Once Upon A Time…I Killed a Tree

My brother and I both played travel sports when we were younger and were on the road nearly every weekend. To combat my restlessness, our family would play games in the car – one of them being bingo. Instead of numbers though, each square had a different object on it – a deer, a policeman, a tree. A tree? Yes, as an 8 year old growing up in Vermont I was also confused by this square. There are trees everywhere…this game is for babies,  I contested.


Yes, my jumprope DOES count my jumps.

While I definitely took my relationship with trees for granted, they also became some of the best playmates.  I spent countless hours in the tree house in our backyard, climbing the tree in my front yard with a jumprope tied to my waist, and most shockingly – chopping down a tree in a state park (which I didn’t know was illegal at the time so cut me some slack).

I would like to give some context to my “crime against tree” and the lessons that I have learned.

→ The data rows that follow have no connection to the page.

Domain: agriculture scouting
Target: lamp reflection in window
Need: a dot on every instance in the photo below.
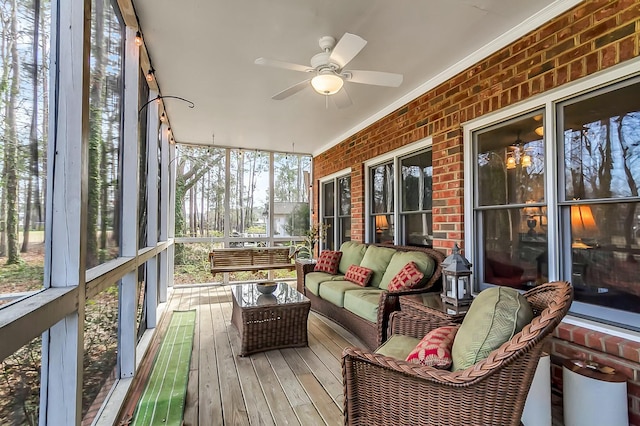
(381, 224)
(583, 225)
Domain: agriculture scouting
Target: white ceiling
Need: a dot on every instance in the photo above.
(204, 51)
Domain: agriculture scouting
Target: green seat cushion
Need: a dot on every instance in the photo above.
(398, 346)
(333, 291)
(377, 259)
(495, 315)
(352, 254)
(363, 302)
(424, 262)
(313, 279)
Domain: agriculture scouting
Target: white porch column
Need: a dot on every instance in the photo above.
(165, 208)
(152, 281)
(129, 213)
(65, 233)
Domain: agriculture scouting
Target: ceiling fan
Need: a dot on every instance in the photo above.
(329, 69)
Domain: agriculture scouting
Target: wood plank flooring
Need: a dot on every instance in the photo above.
(288, 386)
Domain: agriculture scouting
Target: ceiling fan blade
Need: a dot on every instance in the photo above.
(342, 99)
(291, 90)
(374, 77)
(347, 49)
(280, 64)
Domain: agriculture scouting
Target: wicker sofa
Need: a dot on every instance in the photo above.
(365, 311)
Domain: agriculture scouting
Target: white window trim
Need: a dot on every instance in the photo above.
(549, 100)
(323, 180)
(395, 156)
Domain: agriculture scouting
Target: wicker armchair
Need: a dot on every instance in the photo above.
(381, 390)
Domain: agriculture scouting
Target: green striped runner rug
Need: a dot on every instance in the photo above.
(162, 402)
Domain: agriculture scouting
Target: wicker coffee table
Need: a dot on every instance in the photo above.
(273, 321)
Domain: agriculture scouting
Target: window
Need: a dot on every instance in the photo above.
(382, 218)
(408, 173)
(599, 136)
(510, 202)
(336, 211)
(416, 194)
(23, 146)
(588, 230)
(105, 124)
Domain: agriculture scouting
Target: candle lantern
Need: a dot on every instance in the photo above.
(456, 279)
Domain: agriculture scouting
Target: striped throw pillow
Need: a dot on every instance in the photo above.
(358, 275)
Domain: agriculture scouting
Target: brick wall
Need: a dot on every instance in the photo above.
(593, 36)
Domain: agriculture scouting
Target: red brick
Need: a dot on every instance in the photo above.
(612, 344)
(608, 56)
(621, 367)
(565, 332)
(626, 48)
(631, 351)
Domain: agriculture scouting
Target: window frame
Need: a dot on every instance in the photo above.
(336, 230)
(582, 314)
(395, 158)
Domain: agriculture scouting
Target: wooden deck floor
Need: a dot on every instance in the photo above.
(287, 386)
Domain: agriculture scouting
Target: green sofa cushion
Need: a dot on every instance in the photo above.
(424, 262)
(334, 291)
(313, 279)
(398, 346)
(363, 302)
(377, 259)
(495, 315)
(352, 254)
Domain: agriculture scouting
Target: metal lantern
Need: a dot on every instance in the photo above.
(456, 279)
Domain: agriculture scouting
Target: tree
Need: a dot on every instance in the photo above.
(298, 223)
(11, 146)
(33, 178)
(192, 166)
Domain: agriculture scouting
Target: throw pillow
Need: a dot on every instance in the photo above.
(494, 317)
(358, 275)
(328, 262)
(434, 350)
(408, 277)
(352, 254)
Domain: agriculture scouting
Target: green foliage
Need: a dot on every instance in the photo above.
(298, 222)
(257, 229)
(24, 275)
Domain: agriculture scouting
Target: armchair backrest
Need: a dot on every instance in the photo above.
(550, 302)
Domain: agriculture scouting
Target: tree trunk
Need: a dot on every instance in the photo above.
(4, 97)
(33, 132)
(11, 147)
(95, 136)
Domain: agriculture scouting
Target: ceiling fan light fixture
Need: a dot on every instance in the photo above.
(327, 84)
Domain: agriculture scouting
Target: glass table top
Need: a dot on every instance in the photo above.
(248, 296)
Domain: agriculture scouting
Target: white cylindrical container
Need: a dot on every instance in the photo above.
(537, 408)
(593, 397)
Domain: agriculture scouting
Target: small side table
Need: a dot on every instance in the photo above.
(303, 266)
(432, 304)
(593, 395)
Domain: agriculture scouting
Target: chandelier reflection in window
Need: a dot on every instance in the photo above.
(517, 154)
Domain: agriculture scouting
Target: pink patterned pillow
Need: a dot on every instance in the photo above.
(434, 350)
(358, 275)
(408, 277)
(328, 262)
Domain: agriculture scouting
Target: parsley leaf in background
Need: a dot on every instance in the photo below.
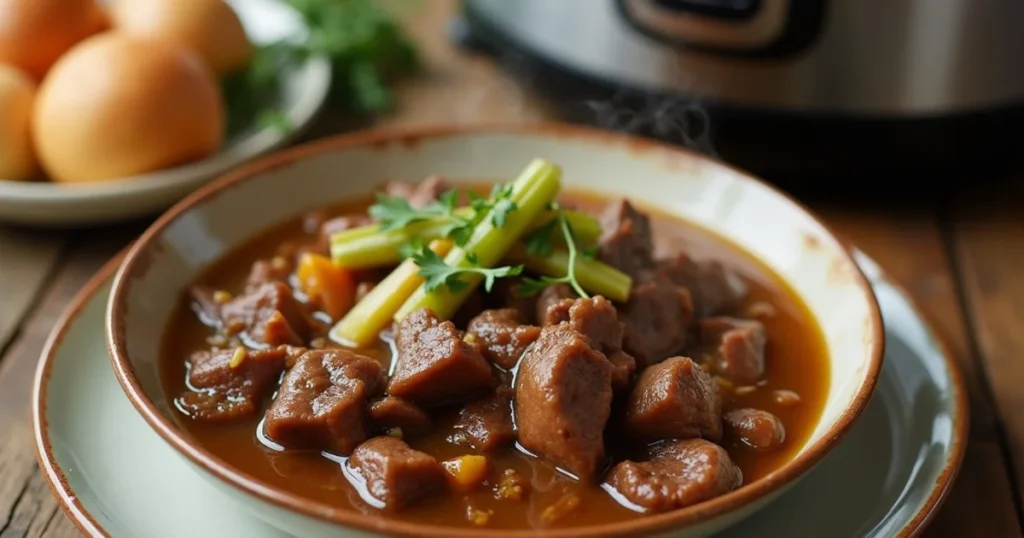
(361, 39)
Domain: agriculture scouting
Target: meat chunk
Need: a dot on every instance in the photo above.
(500, 336)
(268, 315)
(204, 301)
(737, 347)
(336, 224)
(675, 399)
(270, 271)
(418, 195)
(395, 412)
(562, 401)
(232, 382)
(679, 473)
(434, 365)
(486, 424)
(657, 319)
(322, 404)
(554, 296)
(596, 319)
(395, 474)
(714, 288)
(756, 428)
(626, 241)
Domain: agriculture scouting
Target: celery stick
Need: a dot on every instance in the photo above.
(366, 247)
(372, 315)
(532, 191)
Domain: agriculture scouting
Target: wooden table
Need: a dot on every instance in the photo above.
(961, 257)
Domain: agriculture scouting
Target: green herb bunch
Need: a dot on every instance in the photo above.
(367, 48)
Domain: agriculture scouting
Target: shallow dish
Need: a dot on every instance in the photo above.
(896, 466)
(304, 90)
(759, 219)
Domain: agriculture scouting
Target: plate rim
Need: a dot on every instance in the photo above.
(314, 75)
(83, 520)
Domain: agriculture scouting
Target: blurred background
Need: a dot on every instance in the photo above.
(113, 110)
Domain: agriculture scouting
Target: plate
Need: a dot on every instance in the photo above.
(116, 478)
(303, 91)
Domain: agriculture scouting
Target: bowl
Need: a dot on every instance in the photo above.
(765, 222)
(304, 89)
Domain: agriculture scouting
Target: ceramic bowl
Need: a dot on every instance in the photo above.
(209, 223)
(304, 89)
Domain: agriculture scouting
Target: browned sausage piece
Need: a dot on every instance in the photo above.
(434, 365)
(558, 296)
(657, 318)
(421, 194)
(757, 428)
(322, 404)
(626, 241)
(597, 320)
(486, 424)
(500, 336)
(232, 382)
(714, 288)
(739, 347)
(394, 473)
(266, 272)
(679, 473)
(562, 401)
(268, 315)
(675, 399)
(395, 412)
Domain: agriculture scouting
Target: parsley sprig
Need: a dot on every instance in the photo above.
(437, 274)
(457, 224)
(395, 213)
(539, 244)
(365, 43)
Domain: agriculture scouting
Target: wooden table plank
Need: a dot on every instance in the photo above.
(910, 247)
(27, 261)
(27, 506)
(988, 239)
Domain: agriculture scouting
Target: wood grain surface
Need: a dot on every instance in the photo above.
(962, 260)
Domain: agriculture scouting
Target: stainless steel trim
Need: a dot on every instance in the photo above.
(879, 57)
(758, 32)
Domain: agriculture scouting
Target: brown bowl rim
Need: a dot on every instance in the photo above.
(134, 261)
(83, 520)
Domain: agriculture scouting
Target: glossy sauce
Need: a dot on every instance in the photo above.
(796, 360)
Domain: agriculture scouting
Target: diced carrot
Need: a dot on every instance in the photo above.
(331, 287)
(468, 471)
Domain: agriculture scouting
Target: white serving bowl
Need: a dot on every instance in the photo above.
(777, 231)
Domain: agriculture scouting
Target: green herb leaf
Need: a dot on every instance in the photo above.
(530, 287)
(361, 39)
(541, 246)
(539, 241)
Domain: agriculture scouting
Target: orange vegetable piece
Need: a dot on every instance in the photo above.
(466, 472)
(331, 287)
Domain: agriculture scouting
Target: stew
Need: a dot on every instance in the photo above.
(684, 370)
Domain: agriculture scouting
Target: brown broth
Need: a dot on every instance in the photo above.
(796, 360)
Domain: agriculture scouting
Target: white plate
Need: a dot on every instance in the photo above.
(115, 477)
(304, 90)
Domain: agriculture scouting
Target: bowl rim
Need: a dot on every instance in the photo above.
(135, 260)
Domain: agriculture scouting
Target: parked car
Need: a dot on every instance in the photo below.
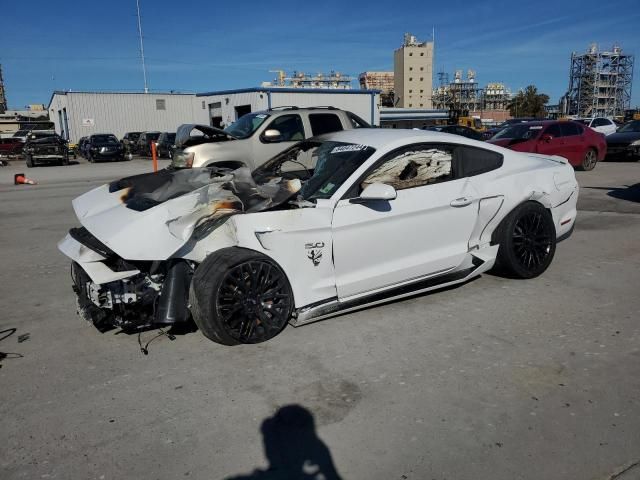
(256, 137)
(45, 147)
(490, 132)
(625, 144)
(104, 146)
(603, 125)
(82, 144)
(129, 142)
(143, 145)
(11, 146)
(336, 222)
(582, 146)
(459, 130)
(165, 144)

Every summer, my dad and I go camping on Knight’s Island located on Lake Champlain. Trying to be a good camper, my friend and I ventured into the woods to locate some firewood in order to cook dinner. We brought a saw (because who doesn’t trust a 10 year old with a saw?!) and started collecting bits of kindling.

Caught using a tree as my restroom...again, sorry tree.

Caught using a tree as my restroom…again, sorry tree.

My accomplice and me post tree-chopping.

My accomplice and me post tree-chopping.

Bored with our collection, we decided that sawing down a skinny tree would be an effective and efficient way to collect firewood for that evening’s supper. It took forever but eventually we marched back to our campsite as proud as could be – until we learned that you can’t use live wood in fires – whoops. R.I.P. To that tree, but I have learned my lesson – let living trees live.